Several years ago, a colleague of mine found herself in a tough spot. We were working on a major report for one of the world’s largest foundations (and one of our biggest clients) even as two senior people within the foundation were engaged in an internal turf war.
Naturally, the turf warriors had differing views on what our report should say about them. Over several weeks, they took turns calling my colleague to complain about each other and maneuver to make our report reflect well on them. Eventually, my colleague came to me with a terrified look in her eyes. “I need your help,” she said. “We have to write a report they both agree on, and they don’t agree on anything.”
“Okay,” I said, “but first let me ask you a question. Is there any chance that our report will resolve the issues between them?”
My colleague laughed out loud. “No way,” she said. “The issues between them go way beyond our report.”
I nodded. “In that case,” I said. “You might want to serenity prayer this project.”
My colleague gave me a confused look. After all, “serenity prayer” isn’t typically used as a verb. But I think it should be, even though I’m not typically in favor of verbing words. Here’s why.
You’ve almost surely heard the serenity prayer before. Authored by the American theologian Reinhold Niebuhr, it’s been used by members of Alcoholics Anonymous and other 12-step programs for decades. There are different versions of it, but the best-known one goes like this:
“God, grant me the serenity to accept the things I cannot change, the courage to change the things I can, and the wisdom to know the difference.”
Now, I’m not here to make an argument about the practical value of prayer. I’ll leave that to others. What I do want to note is that, regardless of a person’s views on God, invoking the serenity prayer prompts you to do at least four things, all of which are helpful when you’re caught in a quandary like my friend was:
- Step back from your current worries and look for a larger perspective.
- Re-frame the challenge you’re facing, specifically by determining what you can change and what you can’t.
- Quit trying to change what you can’t.
- Start working to change what you can.
To “serenity prayer” something just means to follow this four-step process before attempting to deal with it further. The potential benefits are probably clear, but to name a few of them:
- The act of mentally stepping back from the troubles you’re currently caught in–and trying to view them from a place of comparative calm–creates distance that often enables clearer perception.

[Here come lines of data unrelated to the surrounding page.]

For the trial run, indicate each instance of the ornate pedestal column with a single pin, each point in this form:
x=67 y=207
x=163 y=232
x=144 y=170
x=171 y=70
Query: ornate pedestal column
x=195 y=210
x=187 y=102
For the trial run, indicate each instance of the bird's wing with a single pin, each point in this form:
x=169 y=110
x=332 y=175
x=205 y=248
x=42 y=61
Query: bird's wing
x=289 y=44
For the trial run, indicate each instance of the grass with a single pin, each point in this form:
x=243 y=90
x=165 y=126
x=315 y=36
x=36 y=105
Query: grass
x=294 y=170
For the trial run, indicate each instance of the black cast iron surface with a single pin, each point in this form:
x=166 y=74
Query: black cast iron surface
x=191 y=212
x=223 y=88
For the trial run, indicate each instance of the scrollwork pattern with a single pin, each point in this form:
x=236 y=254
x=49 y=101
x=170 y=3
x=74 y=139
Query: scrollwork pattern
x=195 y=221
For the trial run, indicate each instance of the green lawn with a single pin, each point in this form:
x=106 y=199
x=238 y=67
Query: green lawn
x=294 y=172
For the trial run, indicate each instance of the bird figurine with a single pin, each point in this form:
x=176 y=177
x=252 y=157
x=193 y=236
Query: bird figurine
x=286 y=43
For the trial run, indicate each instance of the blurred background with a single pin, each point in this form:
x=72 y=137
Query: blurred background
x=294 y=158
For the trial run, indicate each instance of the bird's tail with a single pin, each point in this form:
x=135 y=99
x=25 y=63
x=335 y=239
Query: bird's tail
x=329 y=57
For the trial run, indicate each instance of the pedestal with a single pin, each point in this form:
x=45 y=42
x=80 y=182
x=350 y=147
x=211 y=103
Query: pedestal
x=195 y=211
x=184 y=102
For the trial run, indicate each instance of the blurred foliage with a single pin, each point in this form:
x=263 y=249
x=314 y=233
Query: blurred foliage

- The attempt to come to grips with what you can and cannot change helps you better understand a problem and your realistic possible responses to it.
- Accepting what you can’t change lets you off the hook for accomplishing the impossible (at least for now).
- Focusing on what you can change positions you to accomplish as much as you can (again, for now).
The trick, of course, is that actually sorting what you can change from what you can’t is often tricky. As the prayer suggests, it requires wisdom. But stepping back and looking for wisdom is the first step to actually finding it. And starting to act based on what you recognize is possible often opens up new possibilities, potentials that don’t appear when you’re feeling overwhelmed and (thus) frozen.
Often, the first step is just to take a first step–and verbing the Serenity Prayer can help you do that. It can also help you find the peace and space to keep going when times get tough, as they can and will do if you’re seeking change. And who knows? If you’re lucky, you might even get some help from above.
You’ll certainly always get it from me.